As Bangladesh’s factories turn to surveillance and automation, garment workers feel the pressure

by JESMIN PAPRI

The Nidle device has a sensor that can track how many items are sewn and how long the machine remains idle.

Facing competition from Vietnam and Cambodia, factories are using automation and surveillance to ramp up production and cut labor costs.

  • Automation in Dhaka’s garment factories is leading to job cuts, especially for women.
  • Smart surveillance devices monitor workers as factories struggle to compete globally.
  • Brands are “pleased” by smart factories that produce efficiently and quickly.

The young woman quickly sewed a piece of gray fabric and handed it down the manufacturing line at one of Dhaka’s largest garment factories. She looked impatiently at the woman before her, as if willing her to work faster and pass on the next piece.

Atop her sewing machine, a screen glowed a red warning. She had made only seven pieces so far, it showed. Her target for the day was 101. As she progressed, the screen’s color would change to orange, and then, if she hit the target, green. If she remained consistently behind, she would be fired.

The tablet-sized screen is part of an internet-connected device called “Nidle,” short for “No idle.” Its sensors track how many pieces the woman sews in an hour, and how many minutes she is idle.  

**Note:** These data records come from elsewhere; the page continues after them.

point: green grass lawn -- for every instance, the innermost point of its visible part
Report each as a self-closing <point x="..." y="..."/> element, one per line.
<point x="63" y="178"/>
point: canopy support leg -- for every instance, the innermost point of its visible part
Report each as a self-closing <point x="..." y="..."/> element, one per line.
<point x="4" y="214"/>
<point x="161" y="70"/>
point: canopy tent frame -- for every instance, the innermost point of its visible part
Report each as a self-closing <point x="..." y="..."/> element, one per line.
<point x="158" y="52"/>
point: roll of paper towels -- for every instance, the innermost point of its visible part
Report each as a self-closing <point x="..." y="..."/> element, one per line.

Nidle is among the newly adopted devices in Bangladesh’s top garment factories that fall in the category of “smart manufacturing.” These include fully robotic devices and partially automated machines that require some human guidance. The factories supply brands such as H&M and Zara, which rely on bringing mass-manufactured garments to retail quickly, before a trend dies out. 

Having computerized machines drive human labor is meant to solve a critical problem facing Bangladesh’s garment sector: rising wages in a nation whose competitive edge historically has been its cheap workforce. 

“Increasingly, workers are getting scarce in a country like Bangladesh, where per capita income is increasing. So workers are demanding more,” Khondaker Golam Moazzem, research director at the Centre for Policy Dialogue in Dhaka, told Rest of World. “There is a tendency, at least to some extent, to use machines to replace workers.”